Mit diesem Boom hat keiner gerechnet. Die sogenanten SUVs, auf gut Deutsch Geländewagen genannt, sind beim Absatz immer noch auf der Überholspur.

Mit der G-Klasse hat Mercedes 1979 den ersten SUV auf den Markt gebracht. Die Familie ist mittlerweile auf vier Mitglieder angewachsen. Opa G und Enkel GLK gibt es nun mit neuem Gesicht und neuer Technik. Und den großen Bruder ML mit noch mehr PS.

Mercedes GLK

Mercedes GLK

Ein SUV, der nicht säuft.
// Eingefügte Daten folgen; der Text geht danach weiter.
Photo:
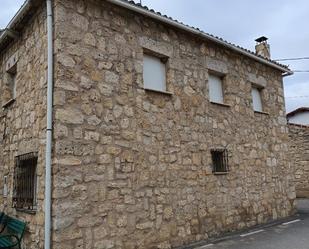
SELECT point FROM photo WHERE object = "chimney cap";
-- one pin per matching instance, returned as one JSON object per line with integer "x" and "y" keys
{"x": 261, "y": 39}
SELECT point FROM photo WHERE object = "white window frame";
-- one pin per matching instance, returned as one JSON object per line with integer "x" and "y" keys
{"x": 154, "y": 72}
{"x": 257, "y": 98}
{"x": 11, "y": 77}
{"x": 216, "y": 88}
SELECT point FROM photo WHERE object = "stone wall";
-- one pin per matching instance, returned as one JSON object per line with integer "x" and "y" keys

Das soll er sein, der jüngste und kleinste Spross der Daimler’schen Geländewagenflotte, der GLK. 5,5 Liter soll er in der kleinsten Dieselversion verbrauchen. Hut ab, denn damit schafft der Enkel im Vergleich zum gleichzeitig aufgehübschtem Opa, dem AMG-Modell der G-Klasse (siehe rechts), die etwa vierfache Strecke.

Limousine, Lifestyle, und das Ganze geländetauglich. Was sich wie die eierlegende Wollmilchsau auf vier Rädern anhört, ist Mercedes mit dem neuen GLK gelungen. Im Vergleich zum Vorgängermodell hat sich der SUV sogar noch schicker gemacht, dabei aber sein kantiges und charaktervolles Aussehen Gott sei Dank nicht verloren.
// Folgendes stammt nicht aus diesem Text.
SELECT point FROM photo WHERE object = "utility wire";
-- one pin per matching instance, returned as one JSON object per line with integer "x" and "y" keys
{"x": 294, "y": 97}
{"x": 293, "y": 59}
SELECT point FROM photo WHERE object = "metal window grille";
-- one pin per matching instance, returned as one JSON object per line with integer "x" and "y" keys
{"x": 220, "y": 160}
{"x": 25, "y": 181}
Die Mercedes GLK-Klasse 2012

Die Mercedes GLK-Klasse 2012

Die Testfahrten mit dem GLK fielen ebenfalls zur vollsten Zufriedenheit aus. Beim Geländefahren kann der SUV weitaus mehr, als man ihm zutraut. Er meistert Bergpfade so lockerleicht, dass die Kühe auf der Alm schmachtende Blicke zum vierrädrigen Galan schicken. Aber auch auf Landstraße und Autobahn ist der GLK ein geschmeidiger und schnittiger Bursche. Das Fahrwerk ist wahlweise so komfortabel, dass man meint, in einer Limousine zu sitzen, mitunter aber auch hart genug, um sportlich unterwegs zu sein. Zum Beispiel mit dem 350er, der mit der Kraft seiner 306 PS sportive Qualitäten entwickelt. Üppiger geworden ist beim GLK vor allem die Ausstattungsliste. Fast alles was S- und E-Klasse zu bieten haben, kann geordert werden, damit der Baby-SUV von Benz auch weiter kräftig wächst.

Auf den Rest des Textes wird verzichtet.